Pantech_duo Well, that didn't take long.  AT&T's been offloading their surplus refurbished phones at a steep discount for a while now, but they just threw a bunch of G3 network smartphones up onto the refurb list, and wouldn't you know, the Pantech Duo is one of them.  Didn't it only come out five months ago?

This is the neat-looking Windows Mobile dual slider phone that came out late last year, with a vertical slide for the dialpad and horizontal slide for the QWERTY keyboard.  It's load-out includes a 1.3 megapixel camera, Bluetooth, quad-band support, and that lovely HSDPA-level 3G network, which also gives you access to broadband goodies like AT&T Music and Cellular Video, including live mobile TV, all at iPhone-dusting speeds.  The refurb's $99 with a two year contract, half what a new Duo runs.

If the Duo's a little to plastic for your tastes, there's also the slightly older LG Trax.  It's got pretty much the same feature set, but crammed in a mirror-finish flip-phone without the QWERTY.  It's $230 new, and Free as a refurb with the two-year contract.
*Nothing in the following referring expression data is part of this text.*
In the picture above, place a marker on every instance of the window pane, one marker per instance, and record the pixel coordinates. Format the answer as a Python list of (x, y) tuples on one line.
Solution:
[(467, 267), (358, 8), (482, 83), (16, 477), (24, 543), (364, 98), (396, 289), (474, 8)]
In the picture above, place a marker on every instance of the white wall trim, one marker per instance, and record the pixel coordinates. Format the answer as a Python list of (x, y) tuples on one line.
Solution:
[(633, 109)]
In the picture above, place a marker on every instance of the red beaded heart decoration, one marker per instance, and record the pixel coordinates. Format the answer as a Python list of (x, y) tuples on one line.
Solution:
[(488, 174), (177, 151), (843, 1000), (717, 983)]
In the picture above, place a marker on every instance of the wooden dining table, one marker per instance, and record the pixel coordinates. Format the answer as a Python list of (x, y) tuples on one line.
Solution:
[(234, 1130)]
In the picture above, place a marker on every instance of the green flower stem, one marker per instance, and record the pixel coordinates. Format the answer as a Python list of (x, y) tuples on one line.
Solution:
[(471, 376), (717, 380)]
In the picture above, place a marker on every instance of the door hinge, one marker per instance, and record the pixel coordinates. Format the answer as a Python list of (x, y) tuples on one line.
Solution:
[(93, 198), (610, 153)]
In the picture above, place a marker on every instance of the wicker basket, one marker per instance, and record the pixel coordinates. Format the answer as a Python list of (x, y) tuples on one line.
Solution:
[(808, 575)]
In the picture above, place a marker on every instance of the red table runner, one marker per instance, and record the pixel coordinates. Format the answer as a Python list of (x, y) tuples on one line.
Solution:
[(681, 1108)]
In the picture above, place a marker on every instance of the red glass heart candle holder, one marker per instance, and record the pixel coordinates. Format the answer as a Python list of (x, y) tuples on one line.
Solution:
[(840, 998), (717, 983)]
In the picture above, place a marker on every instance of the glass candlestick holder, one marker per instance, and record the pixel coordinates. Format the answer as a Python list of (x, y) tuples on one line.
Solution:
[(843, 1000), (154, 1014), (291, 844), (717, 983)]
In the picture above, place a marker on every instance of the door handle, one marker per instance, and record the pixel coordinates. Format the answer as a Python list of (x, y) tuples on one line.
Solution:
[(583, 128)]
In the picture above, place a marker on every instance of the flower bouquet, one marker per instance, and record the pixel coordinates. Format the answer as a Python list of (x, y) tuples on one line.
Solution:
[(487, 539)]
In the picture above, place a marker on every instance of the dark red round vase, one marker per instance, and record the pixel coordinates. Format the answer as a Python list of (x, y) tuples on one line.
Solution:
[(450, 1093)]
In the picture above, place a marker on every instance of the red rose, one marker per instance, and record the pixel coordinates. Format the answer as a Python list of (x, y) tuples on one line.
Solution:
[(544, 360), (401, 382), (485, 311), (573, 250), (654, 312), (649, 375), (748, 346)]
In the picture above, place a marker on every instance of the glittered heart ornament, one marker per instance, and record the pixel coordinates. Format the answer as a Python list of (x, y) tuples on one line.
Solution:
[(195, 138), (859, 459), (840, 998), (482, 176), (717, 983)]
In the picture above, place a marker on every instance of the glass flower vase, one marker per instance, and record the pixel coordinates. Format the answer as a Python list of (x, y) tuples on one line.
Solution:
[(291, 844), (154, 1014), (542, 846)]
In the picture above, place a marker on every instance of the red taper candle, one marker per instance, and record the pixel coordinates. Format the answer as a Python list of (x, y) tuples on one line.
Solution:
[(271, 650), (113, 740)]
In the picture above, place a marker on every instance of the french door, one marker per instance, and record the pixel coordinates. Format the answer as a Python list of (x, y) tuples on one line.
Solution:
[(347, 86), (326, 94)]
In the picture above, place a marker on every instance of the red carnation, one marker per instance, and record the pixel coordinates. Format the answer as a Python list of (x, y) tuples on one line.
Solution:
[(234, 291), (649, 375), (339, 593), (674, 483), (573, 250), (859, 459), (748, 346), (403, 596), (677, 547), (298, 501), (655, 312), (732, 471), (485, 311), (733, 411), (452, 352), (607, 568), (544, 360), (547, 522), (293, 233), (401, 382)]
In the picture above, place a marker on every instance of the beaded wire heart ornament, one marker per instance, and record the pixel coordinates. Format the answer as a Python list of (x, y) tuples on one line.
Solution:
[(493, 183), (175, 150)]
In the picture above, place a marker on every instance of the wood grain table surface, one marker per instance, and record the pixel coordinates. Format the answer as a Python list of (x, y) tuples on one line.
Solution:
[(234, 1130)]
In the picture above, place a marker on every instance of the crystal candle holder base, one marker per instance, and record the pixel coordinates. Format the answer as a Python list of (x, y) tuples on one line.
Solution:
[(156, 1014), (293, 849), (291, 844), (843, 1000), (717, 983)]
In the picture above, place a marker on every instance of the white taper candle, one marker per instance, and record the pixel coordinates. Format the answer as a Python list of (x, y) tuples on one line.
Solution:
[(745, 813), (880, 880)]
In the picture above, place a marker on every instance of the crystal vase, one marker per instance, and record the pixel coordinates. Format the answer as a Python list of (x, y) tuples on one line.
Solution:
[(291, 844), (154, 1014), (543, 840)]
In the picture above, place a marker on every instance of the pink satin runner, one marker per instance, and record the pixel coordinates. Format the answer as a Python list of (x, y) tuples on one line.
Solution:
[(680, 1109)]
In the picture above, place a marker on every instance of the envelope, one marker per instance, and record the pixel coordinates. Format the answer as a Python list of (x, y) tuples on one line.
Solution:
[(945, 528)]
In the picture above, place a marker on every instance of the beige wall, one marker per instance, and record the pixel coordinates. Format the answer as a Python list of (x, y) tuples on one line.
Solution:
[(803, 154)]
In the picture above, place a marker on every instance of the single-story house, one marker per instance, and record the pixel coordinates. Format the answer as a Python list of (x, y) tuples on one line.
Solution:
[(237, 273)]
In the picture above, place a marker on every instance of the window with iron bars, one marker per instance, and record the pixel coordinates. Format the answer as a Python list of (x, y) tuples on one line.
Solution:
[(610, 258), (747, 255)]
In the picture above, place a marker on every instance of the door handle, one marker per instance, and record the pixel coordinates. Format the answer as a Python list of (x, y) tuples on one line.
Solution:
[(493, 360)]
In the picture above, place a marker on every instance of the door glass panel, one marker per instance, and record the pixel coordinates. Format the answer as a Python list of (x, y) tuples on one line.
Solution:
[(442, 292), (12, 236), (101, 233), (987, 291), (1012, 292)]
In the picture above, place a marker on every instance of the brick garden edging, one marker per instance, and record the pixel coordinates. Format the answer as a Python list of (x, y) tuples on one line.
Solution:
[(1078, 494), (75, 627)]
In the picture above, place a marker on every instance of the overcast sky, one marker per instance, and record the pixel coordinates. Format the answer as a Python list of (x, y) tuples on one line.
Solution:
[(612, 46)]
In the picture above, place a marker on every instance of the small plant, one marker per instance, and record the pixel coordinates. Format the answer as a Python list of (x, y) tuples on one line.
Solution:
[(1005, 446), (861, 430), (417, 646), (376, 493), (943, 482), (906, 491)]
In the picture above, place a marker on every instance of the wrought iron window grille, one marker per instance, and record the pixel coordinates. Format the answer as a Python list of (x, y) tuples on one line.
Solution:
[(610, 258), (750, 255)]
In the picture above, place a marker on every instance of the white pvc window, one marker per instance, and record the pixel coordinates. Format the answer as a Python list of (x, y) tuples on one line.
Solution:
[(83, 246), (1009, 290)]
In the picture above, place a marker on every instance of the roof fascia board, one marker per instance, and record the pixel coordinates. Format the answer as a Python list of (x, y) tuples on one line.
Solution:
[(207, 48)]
Again, these are cheap options for people who want the (second hand) latest and greatest, but it's strictly Buyer Beware.  If you stick with AT&T for insurance, you'll be stuck with refurbs until your contract runs out.  A SquareTrade cell phone warranty will run you half their price, and pays out in cash so you can choose your next phone yourself, instead of taking whatever they decide to send you.